Nasib Timnas Italia Memprihatinkan, Gagal ke Piala Dunia Sementara Turki Lolos Setelah 24 Tahun

Nasib Timnas Sepak Bola Italia kini berada di ujung tanduk setelah kembali mengalami kegagalan untuk lolos ke Piala Dunia. Ini adalah kekalahan menyakitkan yang terjadi untuk ketiga kalinya berturut-turut, menambah beban yang sudah berat bagi negara yang dikenal dengan sejarah sepak bolanya yang gemilang.
Kekalahan Menghampiri Italia di Kualifikasi Piala Dunia
Timnas Italia harus menelan pil pahit setelah tersingkir oleh Bosnia-Herzegovina dalam pertandingan final playoff jalur A Kualifikasi Piala Dunia 2026 zona Eropa. Pertandingan tersebut berlangsung di Stadion Bilino Polje, Zenica, dan dihelat pada Rabu dini hari waktu setempat. Italia memulai laga dengan baik setelah Moise Kean mencetak gol pembuka, tetapi Bosnia berhasil menyamakan kedudukan melalui Haris Tabakovic, menurut catatan UEFA.
Setelah kedua tim bermain imbang 1-1 selama 120 menit, pemenang akhirnya ditentukan melalui adu penalti. Italia mengalami kesulitan dalam fase ini, kalah 4-1 setelah dua penendangnya gagal, sementara semua eksekutor dari Bosnia berhasil melaksanakan tugas dengan baik.

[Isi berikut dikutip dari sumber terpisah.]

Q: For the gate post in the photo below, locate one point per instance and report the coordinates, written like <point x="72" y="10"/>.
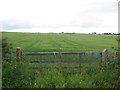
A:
<point x="104" y="54"/>
<point x="18" y="53"/>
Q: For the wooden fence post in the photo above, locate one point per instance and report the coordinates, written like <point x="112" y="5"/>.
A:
<point x="104" y="54"/>
<point x="18" y="53"/>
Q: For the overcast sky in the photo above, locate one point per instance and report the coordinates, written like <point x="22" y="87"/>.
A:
<point x="82" y="16"/>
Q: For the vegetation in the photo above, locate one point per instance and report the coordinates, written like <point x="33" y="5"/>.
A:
<point x="22" y="75"/>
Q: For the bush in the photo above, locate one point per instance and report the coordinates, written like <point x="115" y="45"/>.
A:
<point x="17" y="75"/>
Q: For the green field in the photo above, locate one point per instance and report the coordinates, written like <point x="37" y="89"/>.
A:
<point x="53" y="75"/>
<point x="61" y="42"/>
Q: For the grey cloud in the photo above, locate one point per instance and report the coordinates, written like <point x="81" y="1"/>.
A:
<point x="10" y="24"/>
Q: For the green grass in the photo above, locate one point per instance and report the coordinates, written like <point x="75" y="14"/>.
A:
<point x="61" y="42"/>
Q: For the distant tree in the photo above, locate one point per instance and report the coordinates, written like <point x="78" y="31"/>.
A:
<point x="6" y="49"/>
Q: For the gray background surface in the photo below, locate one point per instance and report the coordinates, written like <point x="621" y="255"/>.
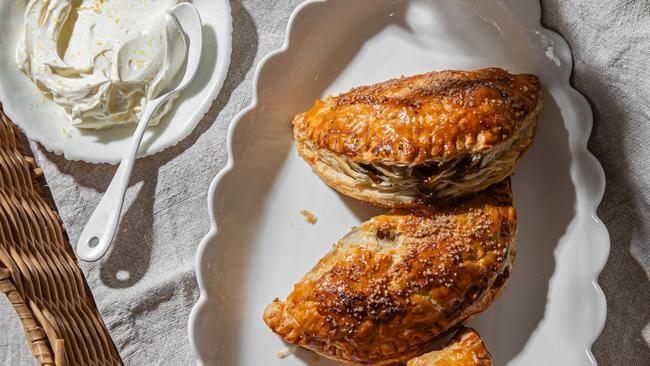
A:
<point x="146" y="286"/>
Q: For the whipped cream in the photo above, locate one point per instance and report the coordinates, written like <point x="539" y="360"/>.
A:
<point x="102" y="60"/>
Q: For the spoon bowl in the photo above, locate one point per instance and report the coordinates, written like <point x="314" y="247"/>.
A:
<point x="100" y="230"/>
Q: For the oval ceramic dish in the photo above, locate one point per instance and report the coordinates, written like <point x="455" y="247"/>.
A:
<point x="45" y="122"/>
<point x="259" y="245"/>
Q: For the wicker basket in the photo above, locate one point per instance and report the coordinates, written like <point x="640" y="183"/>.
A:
<point x="38" y="272"/>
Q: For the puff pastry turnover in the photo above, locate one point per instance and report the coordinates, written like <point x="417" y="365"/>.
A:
<point x="465" y="349"/>
<point x="421" y="138"/>
<point x="399" y="280"/>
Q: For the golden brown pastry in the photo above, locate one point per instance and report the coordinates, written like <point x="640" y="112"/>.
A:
<point x="465" y="349"/>
<point x="421" y="138"/>
<point x="399" y="280"/>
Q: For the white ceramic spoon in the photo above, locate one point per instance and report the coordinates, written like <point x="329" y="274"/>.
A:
<point x="100" y="229"/>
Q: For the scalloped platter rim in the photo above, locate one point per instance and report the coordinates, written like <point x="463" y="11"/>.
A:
<point x="258" y="245"/>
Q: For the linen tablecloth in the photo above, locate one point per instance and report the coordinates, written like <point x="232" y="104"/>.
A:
<point x="146" y="287"/>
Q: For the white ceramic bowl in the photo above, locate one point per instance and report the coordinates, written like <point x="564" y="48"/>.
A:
<point x="45" y="122"/>
<point x="259" y="245"/>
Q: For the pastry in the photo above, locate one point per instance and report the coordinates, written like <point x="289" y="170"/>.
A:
<point x="465" y="349"/>
<point x="423" y="138"/>
<point x="400" y="280"/>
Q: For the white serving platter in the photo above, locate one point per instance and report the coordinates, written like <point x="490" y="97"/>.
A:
<point x="45" y="122"/>
<point x="259" y="244"/>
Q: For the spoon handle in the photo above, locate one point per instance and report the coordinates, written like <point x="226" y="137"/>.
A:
<point x="100" y="230"/>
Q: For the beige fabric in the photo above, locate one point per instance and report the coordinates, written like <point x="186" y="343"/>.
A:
<point x="146" y="286"/>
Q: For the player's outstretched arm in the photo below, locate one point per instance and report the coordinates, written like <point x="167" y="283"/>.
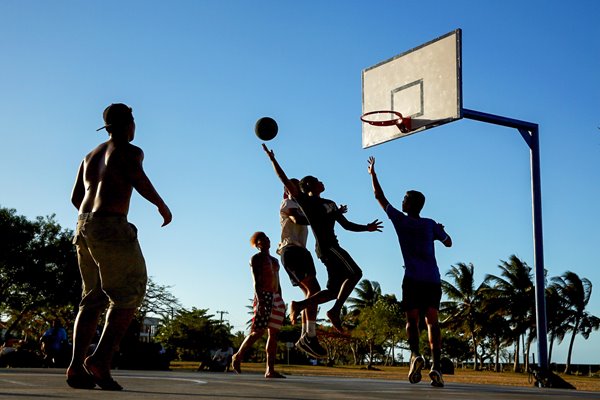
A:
<point x="379" y="196"/>
<point x="78" y="189"/>
<point x="142" y="184"/>
<point x="354" y="227"/>
<point x="292" y="189"/>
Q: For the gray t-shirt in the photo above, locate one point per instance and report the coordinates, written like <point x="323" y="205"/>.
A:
<point x="291" y="233"/>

Kegagalan Beruntun Timnas Italia
Kegagalan ini menjadi catatan kelam bagi Italia, yang kini tidak berhasil menembus putaran final Piala Dunia untuk ketiga kali berturut-turut, menyusul edisi 2018 di Rusia dan 2022 di Qatar. Ini menunjukkan bahwa ada masalah mendalam yang perlu ditangani oleh federasi sepak bola Italia untuk mengembalikan kejayaan mereka.
Berbanding terbalik, Bosnia-Herzegovina akan tampil di Piala Dunia untuk kedua kalinya, setelah sebelumnya ikut serta dalam edisi 2014 di Brasil. Mereka kini tergabung dalam Grup B bersama Kanada, Qatar, dan Swiss, berambisi untuk menunjukkan performa yang lebih baik.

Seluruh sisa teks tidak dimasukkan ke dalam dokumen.